Proctoring for Parents Who School in Their Own Home
Parents who guide the instruction of their own children in a homeschool environment may not proctor their own children on behalf of the University. In order to facilitate a proctoring environment that is consistent for all students, we maintain the following standards for all proctors:
Truman reserves the right to deny the choice of a student’s proctor for any reason but will typically do so either on the grounds that the individual is too close to the student to guarantee objective proctoring (i.e. relative, next door neighbor), insufficiently qualified to manage the system, or lacks access to the necessary equipment or space to provide a suitable testing environment.
Proctoring for Students Participating in a Consortial or Collective Home School
In some cases, groups of families have established a consortium or collective to provide a homeschool experience for multiple students. In these cases a teacher may have been selected from among the parents of the consortium or collective to provide instruction in certain topics. In these instances, when such a school has a designated principal, director, or coordinator who will certify on behalf of the consortium the independence and qualifications of the proctor, Truman may certify a proctor from within the consortium. Such arrangements will typically only be made where multiple students from the same school are participating in the program.
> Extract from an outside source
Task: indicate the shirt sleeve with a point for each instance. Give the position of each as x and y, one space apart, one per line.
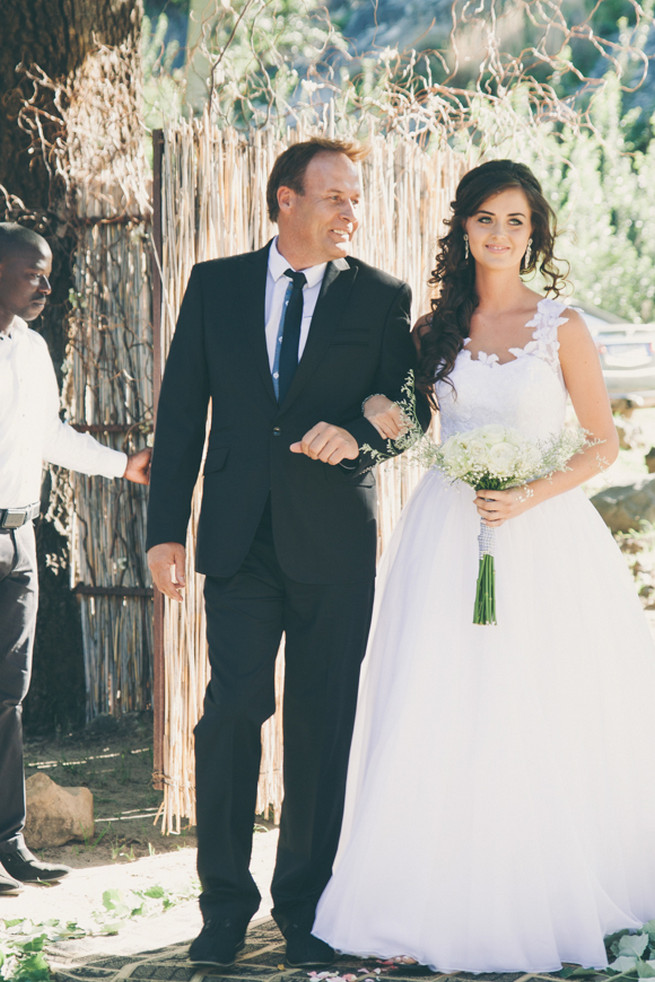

The National College Testing Association is an organization uniting the campus testing centers of colleges and universities across the United States. Interested students can arrange for proctoring of their examinations at NCTA sites without a contract or pre-approval by Truman. Truman only needs to provide testing instructions to the NCTA proctor.
To find an NCTA testing center near you, click here and select your state on the displayed map.
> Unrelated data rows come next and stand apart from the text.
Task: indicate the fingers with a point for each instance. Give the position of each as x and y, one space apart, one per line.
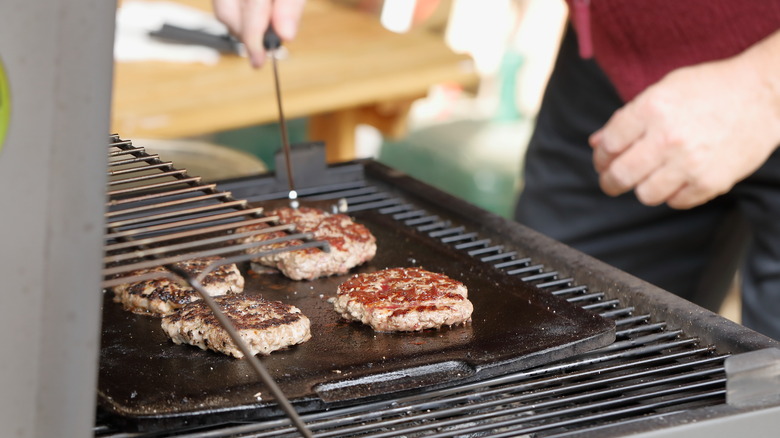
623 128
286 16
661 186
249 19
254 21
229 13
626 170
Note that most testing centers charge a fee for their services. Center hours vary.
Students living in the Kirksville Missouri area may also visit the Truman State University campus for their proctored testing.
Steps in Assigning a Proctor
Proctoring must occur in the institutional environment in which the designated proctor is employed (e.g. school, library, testing center). Proctoring should not occur in the proctor’s home or in the home of the student. The environment should provide comfortable working space, an internet-connected computer, and a minimum of distractions.
Students needing special accommodations due to a documented disability should notify the Institute for Academic Outreach and/or the CBM Coordinator, who will work with the Disability Services office on campus to determine the appropriate accommodations.
Requirements for Scheduling and Compensating Proctors
It is important that students plan ahead when scheduling a proctor. The proctor will need sufficient time to review CBM policies, submit paperwork for approval by the CBM Coordinator, and wait for approval before a test can be scheduled. We require that the proctor be identified at the time of registration so that you will use throughout the term. Please allow at least 48 hours for approval of a proctor after paperwork has been submitted (at least 72 hours on weekends). Proctors may be changed, with notice and prior approval, during the course of the term.
NCTA testing centers will have a published price for proctoring on their website. This will be the amount students will be required to pay for each examination. Be mindful that each testing center’s schedules are different. Many do not have weekend hours. If you elect to hire a teacher, administrator, librarian, or other individual outside of the NCTA system, we recommend you offer a payment of $20 per proctoring session. Ultimately, the fee is up to you and the proctor to negotiate.